Just for comparison's sake I compiled the C version and tested this also, just to have an idea how much slower the tool-based solutions are.

#include <stdio.h>
int main(int argc, char** argv) {
    long sum = 0;
    long i = 0;
    while(scanf("%ld", &i) == 1) {
        sum = sum + i;
    }
    printf("%ld\n", sum);
    return 0;
}

:; seq 100000000 | ./a.out 
5000000050000000
# 8s

Conclusion

C is of course fastest with 8s, but the Pypy solution only adds a very little overhead of about 30% to 11s. But, to be fair, Pypy isn't exactly standard. Most people only have CPython installed which is significantly slower (22s), exactly as fast as the popular Awk solution.

The fastest solution based on standard tools is Perl (15s).

My fifteen cents:

$ cat file.txt | xargs  | sed -e 's/\ /+/g' | bc

Example:

$ cat text
1
2
3
3
4
5
6
78
9
0
1
2
3
4
576
7
4444
$ cat text | xargs  | sed -e 's/\ /+/g' | bc 
5148

Using the GNU datamash util:

seq 10 | datamash sum 1

Output:

55

If the input data is irregular, with spaces and tabs at odd places, this may confuse datamash, then either use the -W switch:

<commands...> | datamash -W sum 1

...or use tr to clean up the whitespace:

<commands...> | tr -d '[[:blank:]]' | datamash sum 1

If the input is large enough, the output will be in scientific notation.

seq 100000000 | datamash sum 1

Output:

5.00000005e+15

To convert that to decimal, use the the --format option:

seq 100000000 | datamash  --format '%.0f' sum 1

Output:

5000000050000000

BASH solution, if you want to make this a command (e.g. if you need to do this frequently):

addnums () {
  local total=0
  while read val; do
    (( total += val ))
  done
  echo $total
}

Then usage:

addnums < /tmp/nums

Plain bash one liner

$ cat > /tmp/test
1 
2 
3 
4 
5
^D

$ echo $(( $(cat /tmp/test | tr "\n" "+" ) 0 ))

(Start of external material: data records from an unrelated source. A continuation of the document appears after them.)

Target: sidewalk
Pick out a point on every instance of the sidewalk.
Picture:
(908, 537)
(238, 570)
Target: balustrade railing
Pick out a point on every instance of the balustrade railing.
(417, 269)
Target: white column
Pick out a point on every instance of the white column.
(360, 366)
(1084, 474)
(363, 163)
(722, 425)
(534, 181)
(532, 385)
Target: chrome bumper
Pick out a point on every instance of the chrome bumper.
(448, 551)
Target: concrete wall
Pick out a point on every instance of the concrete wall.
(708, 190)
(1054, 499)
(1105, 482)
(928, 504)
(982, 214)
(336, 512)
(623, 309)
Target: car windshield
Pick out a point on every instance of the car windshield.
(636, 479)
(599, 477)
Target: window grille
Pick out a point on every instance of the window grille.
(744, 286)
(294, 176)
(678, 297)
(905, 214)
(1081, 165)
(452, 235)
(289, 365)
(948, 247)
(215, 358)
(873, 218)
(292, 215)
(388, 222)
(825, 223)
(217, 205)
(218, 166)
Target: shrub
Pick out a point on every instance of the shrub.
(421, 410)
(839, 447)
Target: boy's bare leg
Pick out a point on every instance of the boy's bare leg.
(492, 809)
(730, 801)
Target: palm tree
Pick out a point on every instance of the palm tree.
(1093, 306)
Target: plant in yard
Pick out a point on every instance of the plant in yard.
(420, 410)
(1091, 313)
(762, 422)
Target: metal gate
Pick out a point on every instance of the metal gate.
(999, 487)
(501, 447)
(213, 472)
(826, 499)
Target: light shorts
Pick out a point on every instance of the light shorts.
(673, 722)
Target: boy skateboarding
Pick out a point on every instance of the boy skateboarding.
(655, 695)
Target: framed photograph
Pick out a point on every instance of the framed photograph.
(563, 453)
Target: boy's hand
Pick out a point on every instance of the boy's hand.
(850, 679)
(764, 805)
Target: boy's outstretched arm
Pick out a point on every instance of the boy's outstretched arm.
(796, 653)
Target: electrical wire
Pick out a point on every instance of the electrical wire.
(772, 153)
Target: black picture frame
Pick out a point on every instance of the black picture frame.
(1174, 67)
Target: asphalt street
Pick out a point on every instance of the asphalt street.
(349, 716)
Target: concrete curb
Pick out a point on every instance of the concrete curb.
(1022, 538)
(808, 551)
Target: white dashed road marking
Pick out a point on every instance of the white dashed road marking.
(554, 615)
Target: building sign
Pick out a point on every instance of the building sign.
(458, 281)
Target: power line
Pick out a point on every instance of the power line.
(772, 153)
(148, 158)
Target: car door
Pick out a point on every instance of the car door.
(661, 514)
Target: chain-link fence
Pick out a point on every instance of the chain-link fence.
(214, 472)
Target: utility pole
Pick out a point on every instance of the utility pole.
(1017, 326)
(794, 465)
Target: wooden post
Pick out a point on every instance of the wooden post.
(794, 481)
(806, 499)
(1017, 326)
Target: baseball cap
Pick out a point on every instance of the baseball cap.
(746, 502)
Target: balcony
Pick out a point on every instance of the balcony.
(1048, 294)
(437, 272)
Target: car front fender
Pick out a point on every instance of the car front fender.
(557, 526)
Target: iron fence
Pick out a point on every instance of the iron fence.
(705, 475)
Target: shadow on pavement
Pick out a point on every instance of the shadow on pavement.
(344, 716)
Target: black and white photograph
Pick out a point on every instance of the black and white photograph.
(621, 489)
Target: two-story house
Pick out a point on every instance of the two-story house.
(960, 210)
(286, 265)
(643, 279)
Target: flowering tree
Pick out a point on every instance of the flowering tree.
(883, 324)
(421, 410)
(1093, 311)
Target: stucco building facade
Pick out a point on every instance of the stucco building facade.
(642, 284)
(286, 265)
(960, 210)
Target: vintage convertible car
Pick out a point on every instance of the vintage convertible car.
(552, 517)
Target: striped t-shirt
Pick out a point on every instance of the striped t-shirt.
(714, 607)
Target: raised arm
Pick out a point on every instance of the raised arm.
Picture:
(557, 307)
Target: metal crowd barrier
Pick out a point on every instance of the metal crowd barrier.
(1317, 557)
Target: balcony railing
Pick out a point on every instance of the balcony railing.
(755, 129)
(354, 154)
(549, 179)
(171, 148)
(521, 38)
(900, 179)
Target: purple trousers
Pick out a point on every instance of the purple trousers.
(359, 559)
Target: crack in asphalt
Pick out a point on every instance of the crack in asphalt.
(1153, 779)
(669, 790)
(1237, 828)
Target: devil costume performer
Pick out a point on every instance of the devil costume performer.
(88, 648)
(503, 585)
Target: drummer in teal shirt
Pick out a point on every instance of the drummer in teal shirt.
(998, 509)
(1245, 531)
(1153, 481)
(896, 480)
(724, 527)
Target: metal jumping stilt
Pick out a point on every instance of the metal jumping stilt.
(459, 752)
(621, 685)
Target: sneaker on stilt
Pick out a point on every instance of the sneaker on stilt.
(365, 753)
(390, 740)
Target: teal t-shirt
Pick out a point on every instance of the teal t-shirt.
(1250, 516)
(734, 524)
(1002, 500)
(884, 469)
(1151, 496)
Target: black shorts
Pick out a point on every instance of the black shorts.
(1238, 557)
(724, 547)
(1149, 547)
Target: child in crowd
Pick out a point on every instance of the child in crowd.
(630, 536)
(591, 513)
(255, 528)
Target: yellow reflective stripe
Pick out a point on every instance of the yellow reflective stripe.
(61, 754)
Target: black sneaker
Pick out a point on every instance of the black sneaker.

You can using num-utils, although it may be overkill for what you need. This is a set of programs for manipulating numbers in the shell, and can do several nifty things, including of course, adding them up. It's a bit out of date, but they still work and can be useful if you need to do something more.

https://suso.suso.org/programs/num-utils/index.phtml

It's really simple to use:

$ seq 10 | numsum
55

But runs out of memory for large inputs.

$ seq 100000000 | numsum
Terminado (killed)

Cannot avoid submitting this, it is the most generic approach to this Question, please check:

jot 1000000 | sed '2,$s/$/+/;$s/$/p/' | dc

It is to be found over here, I was the OP and the answer came from the audience:

• Most elegant unix shell one-liner to sum list of numbers of arbitrary precision?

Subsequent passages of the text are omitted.